In the face of “mostly disbelief and ridicule”, Mr Kaldor helped the pair wrap 92,900 square metres of fabric and 56.3 kilometres of rope along 2.5 kilometres of coastline, and up cliffs 26 metres high, in Little Bay in Sydney’s eastern suburbs.

It was the pair’s first large-scale environmental artwork, and was at the time the largest single artwork that had ever been made. Christo and Jeanne-Claude, who died in 2009 aged 74, would go on to create many major public works including wrapping Berlin’s Reichstag and the oldest bridge in Paris, Pont Neuf; stringing a curtain across a Colorado mountain pass and hanging vinyl “gates” through Central Park in New York. Prior to 1994, credit was only given to Christo but their works were retroactively credited to Christo and Jeanne-Claude. In 2018, Christo installed 7507 barrels to form a sculpture of an ancient Egyptian tomb in London’s Hyde Park.
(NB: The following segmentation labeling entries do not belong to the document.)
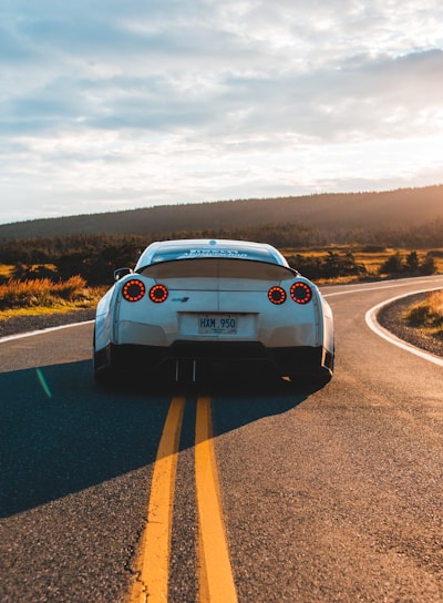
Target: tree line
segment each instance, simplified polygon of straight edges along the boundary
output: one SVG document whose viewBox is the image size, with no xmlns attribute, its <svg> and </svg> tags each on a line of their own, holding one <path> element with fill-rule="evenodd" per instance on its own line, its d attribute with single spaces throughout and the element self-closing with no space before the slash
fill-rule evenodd
<svg viewBox="0 0 443 603">
<path fill-rule="evenodd" d="M 320 232 L 297 223 L 267 224 L 251 228 L 220 228 L 159 233 L 157 235 L 76 234 L 55 237 L 8 239 L 0 243 L 0 264 L 14 266 L 18 279 L 68 279 L 82 276 L 89 285 L 112 280 L 115 268 L 133 267 L 141 252 L 152 242 L 172 238 L 237 238 L 269 243 L 277 248 L 310 249 L 328 245 L 352 243 L 363 249 L 380 252 L 387 247 L 410 249 L 440 247 L 443 241 L 443 219 L 414 229 L 332 233 Z M 437 252 L 435 252 L 437 253 Z M 351 253 L 329 252 L 326 257 L 292 255 L 288 260 L 309 278 L 356 275 L 369 276 L 363 265 L 356 263 Z M 433 274 L 433 255 L 420 262 L 416 252 L 405 258 L 399 254 L 387 260 L 381 274 Z"/>
</svg>

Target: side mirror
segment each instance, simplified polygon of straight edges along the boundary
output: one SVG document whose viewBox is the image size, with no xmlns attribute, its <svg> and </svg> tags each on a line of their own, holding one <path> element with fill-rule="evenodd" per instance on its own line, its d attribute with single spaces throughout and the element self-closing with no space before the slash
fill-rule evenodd
<svg viewBox="0 0 443 603">
<path fill-rule="evenodd" d="M 114 280 L 120 280 L 123 276 L 132 274 L 132 268 L 117 268 L 114 270 Z"/>
</svg>

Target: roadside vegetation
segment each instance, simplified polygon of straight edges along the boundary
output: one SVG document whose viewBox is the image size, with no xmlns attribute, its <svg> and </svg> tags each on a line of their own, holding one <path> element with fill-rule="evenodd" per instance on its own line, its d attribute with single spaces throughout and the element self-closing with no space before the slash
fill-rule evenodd
<svg viewBox="0 0 443 603">
<path fill-rule="evenodd" d="M 426 335 L 443 337 L 443 292 L 430 292 L 425 299 L 409 308 L 404 318 Z"/>
<path fill-rule="evenodd" d="M 0 319 L 91 308 L 101 295 L 103 287 L 87 287 L 81 276 L 56 283 L 49 278 L 11 278 L 0 285 Z"/>
<path fill-rule="evenodd" d="M 154 236 L 83 234 L 2 241 L 0 320 L 18 314 L 94 308 L 113 283 L 115 268 L 133 267 L 146 245 L 165 238 L 270 243 L 293 268 L 319 285 L 443 274 L 443 248 L 423 245 L 413 248 L 412 243 L 419 243 L 416 233 L 412 238 L 405 232 L 401 235 L 403 246 L 337 244 L 327 243 L 318 232 L 295 224 L 268 224 L 260 228 L 169 232 Z M 330 233 L 329 237 L 332 236 Z M 359 241 L 358 233 L 354 236 Z M 399 236 L 395 233 L 393 241 L 398 242 Z M 390 241 L 388 235 L 385 241 Z"/>
</svg>

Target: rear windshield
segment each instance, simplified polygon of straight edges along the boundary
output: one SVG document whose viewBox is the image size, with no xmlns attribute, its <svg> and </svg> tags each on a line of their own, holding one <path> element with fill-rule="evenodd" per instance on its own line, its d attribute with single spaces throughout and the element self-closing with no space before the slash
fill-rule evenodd
<svg viewBox="0 0 443 603">
<path fill-rule="evenodd" d="M 253 259 L 256 262 L 268 262 L 270 264 L 277 264 L 276 257 L 268 249 L 241 247 L 223 247 L 217 245 L 214 247 L 195 247 L 185 249 L 177 246 L 163 246 L 158 249 L 152 258 L 152 264 L 158 264 L 159 262 L 171 262 L 174 259 L 195 259 L 200 257 L 223 257 L 229 259 Z"/>
<path fill-rule="evenodd" d="M 137 270 L 152 278 L 254 278 L 260 280 L 285 280 L 295 276 L 295 270 L 267 262 L 248 262 L 237 258 L 203 257 L 151 264 Z"/>
</svg>

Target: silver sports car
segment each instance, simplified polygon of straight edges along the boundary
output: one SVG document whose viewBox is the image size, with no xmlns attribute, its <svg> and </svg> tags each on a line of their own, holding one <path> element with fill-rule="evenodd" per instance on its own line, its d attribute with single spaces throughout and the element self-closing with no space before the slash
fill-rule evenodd
<svg viewBox="0 0 443 603">
<path fill-rule="evenodd" d="M 266 362 L 296 382 L 322 386 L 332 377 L 331 309 L 270 245 L 156 242 L 134 269 L 114 276 L 96 308 L 97 381 L 161 366 L 195 380 L 200 365 L 240 361 Z"/>
</svg>

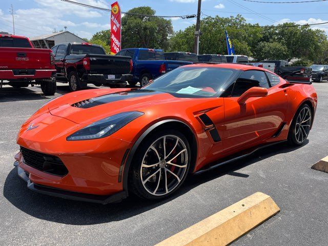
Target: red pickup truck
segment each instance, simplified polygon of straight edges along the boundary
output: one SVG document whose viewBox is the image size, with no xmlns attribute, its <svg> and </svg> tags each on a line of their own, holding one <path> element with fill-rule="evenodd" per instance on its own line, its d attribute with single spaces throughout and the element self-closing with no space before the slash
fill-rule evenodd
<svg viewBox="0 0 328 246">
<path fill-rule="evenodd" d="M 26 37 L 0 35 L 1 87 L 6 84 L 15 88 L 37 84 L 45 95 L 53 95 L 55 74 L 51 50 L 34 48 Z"/>
</svg>

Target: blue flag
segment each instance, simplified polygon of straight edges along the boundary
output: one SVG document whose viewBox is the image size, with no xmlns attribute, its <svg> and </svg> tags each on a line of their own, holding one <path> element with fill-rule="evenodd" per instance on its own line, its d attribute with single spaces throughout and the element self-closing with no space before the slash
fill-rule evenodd
<svg viewBox="0 0 328 246">
<path fill-rule="evenodd" d="M 227 48 L 228 48 L 228 55 L 235 55 L 235 47 L 231 43 L 229 36 L 228 35 L 228 32 L 225 30 L 225 39 L 227 40 Z"/>
</svg>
“Over the years Christo and Jeanne-Claude became more than good friends, they became part of the family. I was in New York when Jeanne-Claude died in 2009. I’m really saddened that I couldn’t be there with Christo,” Mr Kaldor said.

In an interview with The Sydney Morning Herald in 1969, Christo said: “Why did I start packaging? I do not know. It is not important. It will be important for history maybe, but it is not important now… It is very difficult to explain.”
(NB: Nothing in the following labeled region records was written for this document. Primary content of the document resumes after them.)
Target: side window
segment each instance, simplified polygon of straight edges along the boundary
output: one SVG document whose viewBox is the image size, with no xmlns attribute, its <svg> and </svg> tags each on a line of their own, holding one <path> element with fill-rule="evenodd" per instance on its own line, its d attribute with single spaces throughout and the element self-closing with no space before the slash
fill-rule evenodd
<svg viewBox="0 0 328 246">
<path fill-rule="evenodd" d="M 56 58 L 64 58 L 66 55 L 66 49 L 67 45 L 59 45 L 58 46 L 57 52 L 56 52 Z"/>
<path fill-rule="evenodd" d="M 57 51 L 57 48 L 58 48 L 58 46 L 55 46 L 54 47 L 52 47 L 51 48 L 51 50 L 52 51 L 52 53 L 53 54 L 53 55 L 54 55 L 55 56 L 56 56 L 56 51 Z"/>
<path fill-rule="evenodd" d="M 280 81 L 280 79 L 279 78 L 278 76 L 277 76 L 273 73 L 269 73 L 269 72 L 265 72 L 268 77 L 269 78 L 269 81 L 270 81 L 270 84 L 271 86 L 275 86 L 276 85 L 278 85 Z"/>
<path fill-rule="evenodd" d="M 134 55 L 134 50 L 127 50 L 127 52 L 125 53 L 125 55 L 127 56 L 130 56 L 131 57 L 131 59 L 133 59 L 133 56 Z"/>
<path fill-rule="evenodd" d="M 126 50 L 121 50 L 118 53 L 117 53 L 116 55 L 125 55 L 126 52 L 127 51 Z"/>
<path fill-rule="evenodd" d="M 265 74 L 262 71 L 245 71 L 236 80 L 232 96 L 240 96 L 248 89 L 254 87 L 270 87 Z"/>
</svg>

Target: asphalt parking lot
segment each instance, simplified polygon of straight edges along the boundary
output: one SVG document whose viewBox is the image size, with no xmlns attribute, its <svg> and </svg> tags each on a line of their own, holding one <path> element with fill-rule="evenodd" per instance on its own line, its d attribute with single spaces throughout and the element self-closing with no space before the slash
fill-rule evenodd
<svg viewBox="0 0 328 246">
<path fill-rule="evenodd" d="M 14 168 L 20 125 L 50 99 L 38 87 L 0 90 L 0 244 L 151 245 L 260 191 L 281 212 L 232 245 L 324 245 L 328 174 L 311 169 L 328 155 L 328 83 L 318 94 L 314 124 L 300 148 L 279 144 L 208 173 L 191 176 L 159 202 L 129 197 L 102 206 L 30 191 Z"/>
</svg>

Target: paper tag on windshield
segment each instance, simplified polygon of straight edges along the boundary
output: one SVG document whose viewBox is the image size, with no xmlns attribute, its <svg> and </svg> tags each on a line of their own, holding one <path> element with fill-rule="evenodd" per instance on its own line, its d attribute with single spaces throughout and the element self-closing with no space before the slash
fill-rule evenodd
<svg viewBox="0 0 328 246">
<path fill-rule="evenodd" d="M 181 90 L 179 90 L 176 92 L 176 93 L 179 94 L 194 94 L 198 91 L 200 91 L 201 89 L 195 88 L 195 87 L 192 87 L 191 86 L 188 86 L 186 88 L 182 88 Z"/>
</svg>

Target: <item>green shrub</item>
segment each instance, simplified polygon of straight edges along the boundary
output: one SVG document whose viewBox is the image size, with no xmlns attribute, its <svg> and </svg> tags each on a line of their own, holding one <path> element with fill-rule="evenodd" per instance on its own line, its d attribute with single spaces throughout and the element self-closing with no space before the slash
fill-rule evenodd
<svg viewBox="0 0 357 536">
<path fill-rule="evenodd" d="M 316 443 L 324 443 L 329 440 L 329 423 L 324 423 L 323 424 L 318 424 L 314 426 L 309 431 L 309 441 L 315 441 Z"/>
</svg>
For the four-week installation of Wrapped Coast, a former army major oversaw a team of 15 mountain climbers, 100 labourers and 11 art and architecture students. Among those students was Imants Tillers, who would go on to become one of Australia’s most significant contemporary artists. Mr Tillers, who was tasked with using a ramset gun to fire steel rivets to secure clips into the clifftops, described Wrapped Coast as a turning point in his career, showing him “a more serious kind of artist”.

“I think Australia had been in a deep provincial slumber until that moment and then we were kind of shocked out of it. We realised that art could be more than what we thought it could,” Mr Tillers said.

Christo and Jeanne-Claude’s Wrapped Coast in 1969. Credit: Ted Golding

Mr Tillers did not spend much time with Christo and Jeanne-Claude as he installed the project, but when the pair returned to Australia nearly a decade later they formed a friendship. Mr Tillers described Christo as an encouraging, humble and supportive mentor. The last time he saw Christo was in December, when he was “full of beans”.

“I feel very privileged to have known him and they were a very kind couple. His work has been quite an influence on mine and I feel I do owe a debt of gratitude to him and Jeanne-Claude.”

Art Gallery of NSW director Michael Brand said Christo helped establish Sydney as a place that was “bold, gutsy and had private support for contemporary art”.

“Christo really put contemporary art in Sydney on the front page basically and brought it to many more people,” Dr Brand said.

Sydney College of the Arts director Andrew Lavery said the influence of Wrapped Coast continued to be evident in the work of Australian artists today, including in Jonathan Jones’ 2016 20,000 square-metre sculptural installation in the Royal Botanic Gardens, Barrangal dyara (skin and bones).

“It brought Land Art to Australia and with it a new paradigm, one where Australian artists began to develop audiences outside the hegemonic systems of commercial and institutional galleries,” Mr Lavery said.

For Australian artist Janet Laurence, who is known for her site-specific installations that respond to the natural environment, Wrapped Coast showed her the power of art that embraced the landscape.

“You couldn’t help but be overwhelmed at the wonder of the experience. It totally inspired me about what art could be. We hadn’t seen anything like that in Australia before,” said Ms Laurence, who was 22 when she saw the work.

A statement on Christo and Jeanne-Claude’s official Facebook page said Christo died of “natural causes” and “lived his life to the fullest, not only dreaming up what seemed impossible but realising it”. His planned wrapping of the Arc de Triomphe is due to proceed in 2021.